Chris @ Stargazy (39:08): No, I think it's better to be honest.
A lot of us are still going by best practice from five years ago, which is not going to serve us going forward.
For tech specifically, if branding isn't important anymore, do you think anybody is seeing that? Or do you think it's still important when you get to the shortlist, like when they do check the executive summary and the pricing pages? What is your suggestion there?
George (39:37): You know me, I love branding. I'm a big proponent of it.
I got this guy with me everywhere I go.
I love branded content that even if no one reads, it's not for them, it's for you.
You feel good sending it. Your AE feels good sending an exec summary with your logo and your colors and your font.
If it's in Calibri, throw it in the trash.
Put the right font on there.
Even if a human's not reading that, you're not doing the branding for them. It's a consistency for yourself and for your company. And that's the face of your company. And if you do win, somebody's going to read that.
So two pieces of advice:
One, respond in a manner that's legible for machines, not humans. Assume it's machines reading it.
But two, include elements of that response. It's not a plain text file you're sending. Give it to them in the format they ask for, add a spin to it, add videos if you can, add some images and screenshots.
Branded cover sheets are one thing, but I encourage people: go put videos in your responses.
We're adding image answers. That's something I'm really excited about. Put images in your responses.
There's a lot there that can improve it.
Colors, fonts go a long way.
Chris @ Stargazy (40:55): Then let's say, George, that people are interested in learning more about you, interested in learning more about 1up.
Maybe they just want to see some nice memes, some nice branding.

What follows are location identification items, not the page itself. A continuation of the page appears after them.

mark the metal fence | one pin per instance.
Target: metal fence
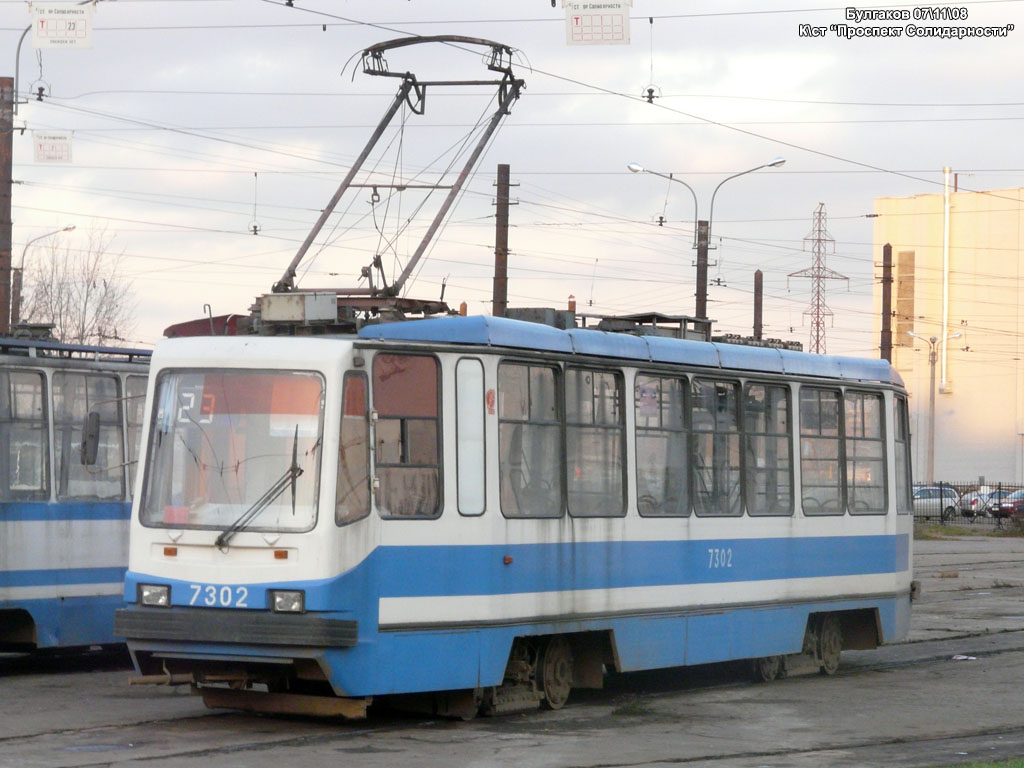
(995, 504)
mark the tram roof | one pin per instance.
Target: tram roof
(502, 332)
(59, 349)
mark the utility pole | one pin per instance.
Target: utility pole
(887, 303)
(704, 236)
(758, 303)
(501, 285)
(818, 273)
(6, 190)
(933, 342)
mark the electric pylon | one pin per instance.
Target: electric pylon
(818, 272)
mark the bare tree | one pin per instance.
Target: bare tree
(81, 291)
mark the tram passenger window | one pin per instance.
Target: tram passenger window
(902, 442)
(716, 448)
(406, 396)
(865, 453)
(768, 450)
(74, 396)
(24, 437)
(595, 443)
(820, 468)
(135, 413)
(529, 441)
(662, 445)
(353, 454)
(469, 398)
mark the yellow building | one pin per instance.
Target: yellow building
(957, 266)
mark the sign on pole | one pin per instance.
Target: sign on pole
(604, 23)
(51, 146)
(61, 26)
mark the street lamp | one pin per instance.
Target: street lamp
(15, 289)
(933, 342)
(701, 229)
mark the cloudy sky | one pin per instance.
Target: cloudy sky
(195, 120)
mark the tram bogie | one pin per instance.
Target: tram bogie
(485, 514)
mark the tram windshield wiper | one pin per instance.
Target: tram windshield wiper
(268, 497)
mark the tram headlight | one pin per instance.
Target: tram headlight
(288, 601)
(155, 594)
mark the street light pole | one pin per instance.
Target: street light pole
(15, 292)
(932, 344)
(701, 228)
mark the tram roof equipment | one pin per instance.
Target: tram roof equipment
(501, 332)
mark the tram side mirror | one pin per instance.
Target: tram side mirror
(90, 438)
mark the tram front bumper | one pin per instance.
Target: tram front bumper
(241, 627)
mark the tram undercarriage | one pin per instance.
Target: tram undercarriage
(541, 671)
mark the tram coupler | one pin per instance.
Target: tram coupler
(181, 678)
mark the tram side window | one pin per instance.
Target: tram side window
(768, 450)
(24, 436)
(662, 445)
(716, 448)
(470, 450)
(74, 396)
(902, 443)
(353, 453)
(135, 413)
(821, 472)
(407, 438)
(529, 441)
(865, 453)
(595, 448)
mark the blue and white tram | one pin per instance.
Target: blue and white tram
(64, 526)
(501, 511)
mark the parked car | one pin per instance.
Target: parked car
(975, 504)
(980, 503)
(936, 501)
(1012, 506)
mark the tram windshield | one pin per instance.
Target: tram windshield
(220, 439)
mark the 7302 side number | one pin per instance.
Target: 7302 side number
(221, 597)
(719, 557)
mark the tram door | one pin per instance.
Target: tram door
(471, 404)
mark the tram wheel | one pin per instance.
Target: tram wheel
(766, 669)
(829, 644)
(554, 672)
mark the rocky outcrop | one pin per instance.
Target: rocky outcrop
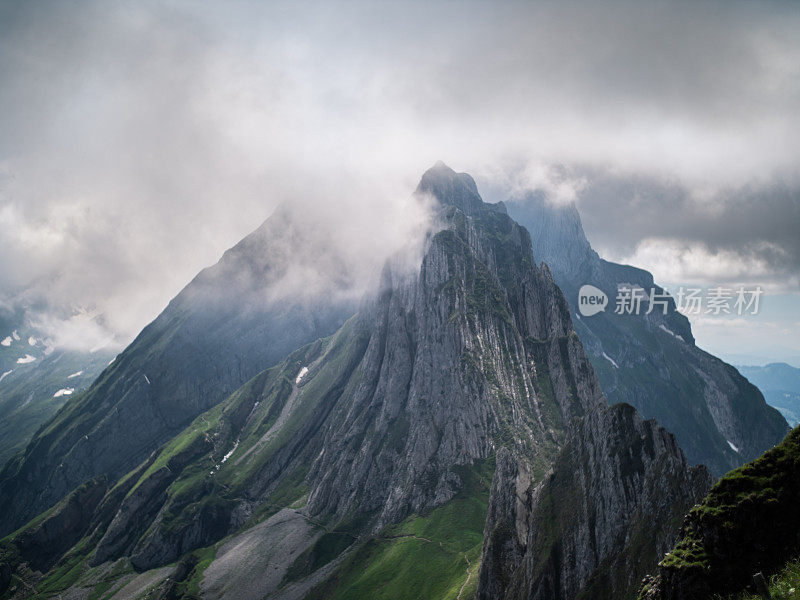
(598, 522)
(650, 360)
(748, 523)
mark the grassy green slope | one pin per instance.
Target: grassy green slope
(434, 556)
(749, 522)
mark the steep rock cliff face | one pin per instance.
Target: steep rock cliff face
(222, 329)
(595, 524)
(651, 361)
(472, 350)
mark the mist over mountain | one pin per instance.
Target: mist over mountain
(427, 437)
(650, 360)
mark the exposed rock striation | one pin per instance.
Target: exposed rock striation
(596, 523)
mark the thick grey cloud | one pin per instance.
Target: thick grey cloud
(139, 140)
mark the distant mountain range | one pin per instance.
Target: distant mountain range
(780, 384)
(650, 360)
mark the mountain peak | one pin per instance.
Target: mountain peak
(451, 188)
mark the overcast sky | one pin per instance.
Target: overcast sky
(139, 140)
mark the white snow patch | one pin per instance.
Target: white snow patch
(611, 360)
(226, 457)
(230, 453)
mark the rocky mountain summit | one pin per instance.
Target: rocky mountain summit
(650, 360)
(415, 452)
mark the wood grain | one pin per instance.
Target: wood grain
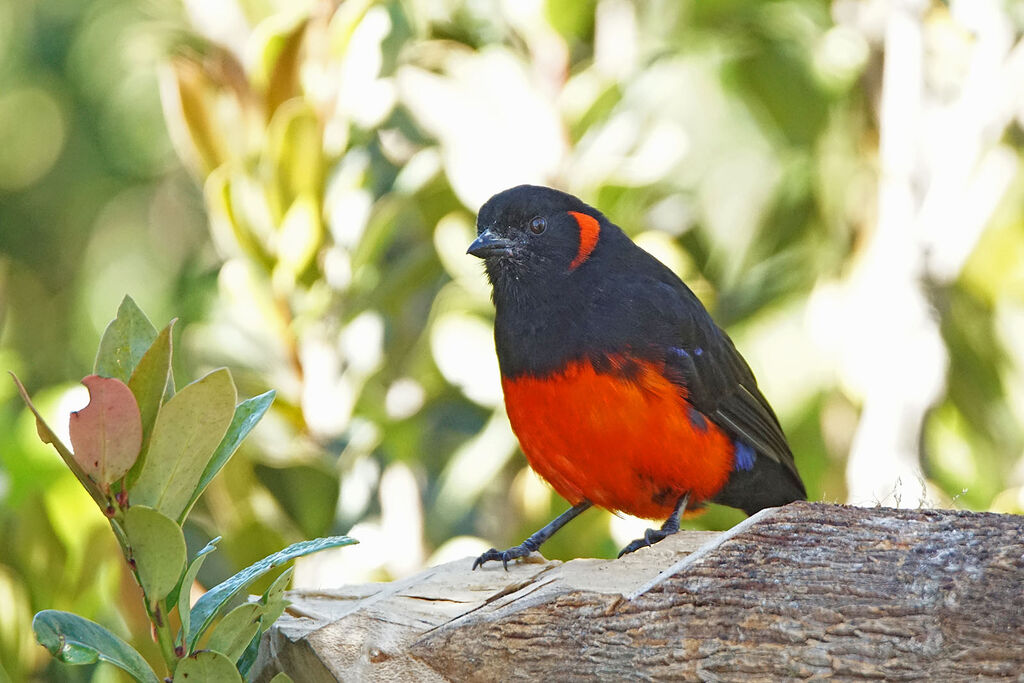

Where can they find you? Where can they learn more about you?
George (41:05): Yeah, don't go to our website. Don't look at our product.
Go to our LinkedIn and you will get a new meme every day and you will be happy. It will give you something to waste time on.
I don't need you signing up for our trial. If you want dank memes delivered for GTM teams, go follow 1up on LinkedIn right now.
We also have an Instagram, Crushing Quota. You're going to get a new meme every day. You're going to love it. And you're going to forget about the misery that is selling in 2025 or 26 or whatever it is that you do.
Chris @ Stargazy (41:38): I will link all those below, including your Instagram, but I would suggest for everybody to check out their website, check out their free trial because you're gonna know instantly if you like it or not, if it works for you or not.
But also you have a really good blog post that is just full of—
George, it was lovely to speak with you today and we'll talk soon.
George (41:56): Yes, I had a lot of fun. Thank you for this. And I hope you do this again. This is a lot of fun.